Ein neues Forschungsergebnis aus dem Fachjournal Nature Reviews Earth & Environment bestätigt den kontinuierlichen Anstieg der globalen Vegetationsbegrünung. Die Analyse von Nazhakaiti Anniwaer und Shilong Piao zeigt, dass die mittlere globale Vegetationsintensität 2025 einen Rekordwert erreichte – um 0,4 × 10⁻⁴ pro Jahr höher als im Zeitraum bis 2024.

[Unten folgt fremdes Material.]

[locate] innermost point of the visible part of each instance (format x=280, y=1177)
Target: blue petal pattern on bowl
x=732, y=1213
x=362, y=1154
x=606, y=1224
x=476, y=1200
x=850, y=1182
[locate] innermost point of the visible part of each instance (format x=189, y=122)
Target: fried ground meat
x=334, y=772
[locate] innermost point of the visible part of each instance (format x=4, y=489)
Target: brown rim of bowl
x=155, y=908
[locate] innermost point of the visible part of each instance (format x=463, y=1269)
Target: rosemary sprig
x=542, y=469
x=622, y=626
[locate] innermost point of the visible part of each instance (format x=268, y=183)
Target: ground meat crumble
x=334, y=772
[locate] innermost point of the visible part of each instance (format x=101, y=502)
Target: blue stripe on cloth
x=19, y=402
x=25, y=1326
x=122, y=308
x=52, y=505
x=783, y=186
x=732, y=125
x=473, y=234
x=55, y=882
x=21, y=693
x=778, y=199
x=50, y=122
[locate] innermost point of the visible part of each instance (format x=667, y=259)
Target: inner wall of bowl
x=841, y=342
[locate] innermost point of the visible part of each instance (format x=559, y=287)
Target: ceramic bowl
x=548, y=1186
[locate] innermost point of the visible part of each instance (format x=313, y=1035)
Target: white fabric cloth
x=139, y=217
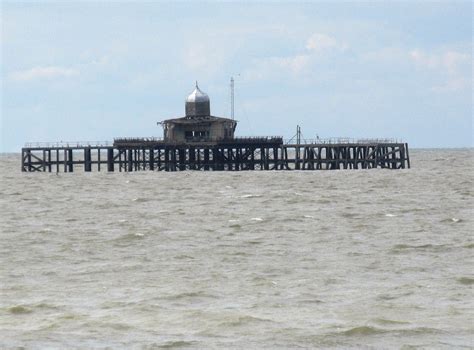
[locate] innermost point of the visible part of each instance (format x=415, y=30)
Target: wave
x=466, y=280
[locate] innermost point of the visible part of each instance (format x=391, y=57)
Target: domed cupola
x=197, y=104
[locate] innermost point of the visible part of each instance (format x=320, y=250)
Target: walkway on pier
x=258, y=153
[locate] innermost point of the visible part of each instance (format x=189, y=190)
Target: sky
x=92, y=71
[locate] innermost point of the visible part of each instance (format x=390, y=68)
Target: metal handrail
x=59, y=144
x=345, y=140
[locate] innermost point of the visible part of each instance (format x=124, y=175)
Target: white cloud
x=321, y=42
x=450, y=63
x=316, y=46
x=38, y=73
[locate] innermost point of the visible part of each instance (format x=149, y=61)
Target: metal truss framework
x=229, y=157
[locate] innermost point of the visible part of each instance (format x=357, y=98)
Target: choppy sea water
x=248, y=260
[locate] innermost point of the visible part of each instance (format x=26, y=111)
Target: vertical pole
x=110, y=159
x=232, y=98
x=408, y=155
x=206, y=158
x=43, y=165
x=152, y=159
x=23, y=159
x=130, y=159
x=30, y=168
x=70, y=160
x=49, y=161
x=87, y=159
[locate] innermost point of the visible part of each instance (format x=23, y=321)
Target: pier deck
x=258, y=153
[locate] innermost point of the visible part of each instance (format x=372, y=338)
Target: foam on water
x=287, y=259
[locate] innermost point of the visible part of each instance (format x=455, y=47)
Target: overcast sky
x=98, y=70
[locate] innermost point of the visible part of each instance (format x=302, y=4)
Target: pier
x=201, y=141
x=236, y=154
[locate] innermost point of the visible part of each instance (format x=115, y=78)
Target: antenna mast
x=232, y=98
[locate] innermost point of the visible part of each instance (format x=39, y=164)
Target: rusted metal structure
x=200, y=141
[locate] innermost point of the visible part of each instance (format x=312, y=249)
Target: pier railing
x=68, y=144
x=343, y=140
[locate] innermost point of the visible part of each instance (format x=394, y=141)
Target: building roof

Insbesondere wuchs die Begrünung in den Ackerflächen mit 77,6 Prozent und Grasland mit 72,1 Prozent deutlich an. Die stärksten Zuwächse wurden im südlichen Afrika, südlicher Südamerika, Nordaustralien, Europa, zentraler Nordamerika sowie in Nordchina beobachtet. Ostsibirien bildete eine Ausnahme durch ungewöhnlich niedrige Temperaturen während der Vegetationszeit.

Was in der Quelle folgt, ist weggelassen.